Police and Customs training are two other areas. He did not mention it publicly, but he would also welcome Australian military training. The Australian Defence Force is highly respected in East Timor for the role played in Interfet and their continuing United Nations-mandated garrison duty along the volatile border with Indonesia.
It is a touchy subject. Jakarta's generals would not take kindly to the sight of Australian Army trainers suddenly arriving in Dili. Canberra would also need to be reassured that the armed independence fighters known by their Portugese acronym, Falintil, remain strictly non-aligned and above party politics.

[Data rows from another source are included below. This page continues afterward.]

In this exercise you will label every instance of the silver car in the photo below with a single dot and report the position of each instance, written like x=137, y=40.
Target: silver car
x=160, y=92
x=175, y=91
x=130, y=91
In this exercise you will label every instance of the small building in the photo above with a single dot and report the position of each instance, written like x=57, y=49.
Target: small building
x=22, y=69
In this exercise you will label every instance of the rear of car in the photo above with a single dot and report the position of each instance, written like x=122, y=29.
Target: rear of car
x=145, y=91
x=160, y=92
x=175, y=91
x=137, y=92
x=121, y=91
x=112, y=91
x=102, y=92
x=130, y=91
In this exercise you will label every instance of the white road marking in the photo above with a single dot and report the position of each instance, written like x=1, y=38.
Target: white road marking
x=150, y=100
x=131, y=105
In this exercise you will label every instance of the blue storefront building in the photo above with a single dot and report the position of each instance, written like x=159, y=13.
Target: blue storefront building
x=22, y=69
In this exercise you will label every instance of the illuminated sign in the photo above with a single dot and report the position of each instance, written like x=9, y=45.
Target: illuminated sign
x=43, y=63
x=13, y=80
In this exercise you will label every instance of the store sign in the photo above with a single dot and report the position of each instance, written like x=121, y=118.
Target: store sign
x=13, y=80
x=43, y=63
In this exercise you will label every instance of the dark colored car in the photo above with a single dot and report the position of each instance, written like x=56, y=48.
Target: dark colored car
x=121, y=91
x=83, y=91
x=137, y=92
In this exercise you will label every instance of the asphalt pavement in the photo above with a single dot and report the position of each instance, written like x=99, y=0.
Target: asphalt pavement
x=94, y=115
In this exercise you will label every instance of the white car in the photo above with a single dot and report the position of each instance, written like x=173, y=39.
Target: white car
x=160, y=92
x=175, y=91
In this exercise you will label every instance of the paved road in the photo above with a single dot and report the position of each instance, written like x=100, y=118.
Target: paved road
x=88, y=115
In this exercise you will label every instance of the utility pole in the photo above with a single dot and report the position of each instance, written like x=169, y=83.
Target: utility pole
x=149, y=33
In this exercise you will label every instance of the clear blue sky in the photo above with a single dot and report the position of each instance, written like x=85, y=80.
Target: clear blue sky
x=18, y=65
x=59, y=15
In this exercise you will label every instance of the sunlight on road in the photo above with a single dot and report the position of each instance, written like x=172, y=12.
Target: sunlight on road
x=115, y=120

Assurances from East Timorese independence leaders have been vague on this important issue. Falintil has historically been the armed wing of the biggest independence party, Fretilin, but the independence movement grouped under the aegis of the National Council of Timorese Resistance is anything but unified.
The violence last September and more recent turmoil in the South Pacific has convinced the East Timorese of the need for a small, highly-trained defence force. Canada and Britain have indicated they may be able to assist with training.
However, East Timor's best prospects of security probably lie in close and open relations with its neighbours, a fact recognised by Mr Horta.
"Equally or more important than an army, we must develop the closest possible relations with countries in the region, Indonesia included, so no-one feels threatened or uncomfortable," he said.